Who was Queen Adelaide?
Born in Germany in 1792, Adelaide of Saxe-Meiningen later became the wife of King William IV and queen consort of Great Britain between 1830-1837.
Adelaide was the eldest of three children born to the Duke and Duchess of Saxe-Meiningen and grew up in a time of turbulence on the European continent due to the Napoleonic Wars. The violence she witnessed on her doorstep in her youth would shape her fear of revolutionaries in Britain in later life.
Following the death of Princess Charlotte (only child of the Prince of Wales, the future King George IV) in childbirth in 1817, it was important for the future of the monarchy that the royal line was perpetuated. Adelaide was selected to marry George’s brother, William, Duke of Clarence in a double wedding ceremony with the Duke and Duchess of Kent in July 1818. Despite the 27-year age gap between William and Adelaide, they proved to be a happily married couple.
A ‘baby race’ ensued amongst the royal siblings to provide the next heir. Although Adelaide fell pregnant several times, this resulted in miscarriages, stillbirths, and two infants who died young. It was the Duke and Duchess of Kent who succeeded in producing the next heir, Princess Victoria.

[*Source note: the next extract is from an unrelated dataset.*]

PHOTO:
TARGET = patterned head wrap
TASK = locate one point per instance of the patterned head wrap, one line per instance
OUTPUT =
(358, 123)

In 1830 William IV ascended to the throne with Adelaide as his consort. During William’s short-lived reign he oversaw the passing of the Reform Bill in 1832, despite much criticism aimed towards the monarchy over the matter. Adelaide overcame this negativity by focusing on her religiosity and charity work, donating annually £20,000 to causes to help women and orphans in particular.
When William IV died in 1837, Adelaide became the first Queen Dowager for over 100 years and there was some uncertainty regarding her position within the royal household. Never one for the trappings of royal life, Adelaide was content to take a step back but was always on hand to offer her niece Victoria advice about queenship.
For much of her widowhood Adelaide rented out country houses, including Sudbury Hall, Belton House, Witley Court, Cassiobury House, and Bentley Priory. Whilst at Sudbury she became dangerously ill and wrote out her funeral instructions. She recovered to live another eight years but upon her death in 1849 these instructions were indeed fulfilled.
Nowadays largely forgotten in history, Adelaide was a popular queen in her lifetime due to her charity work, church-building, and accessible middle-class values. The Australian city and many streets and pubs have been named after her.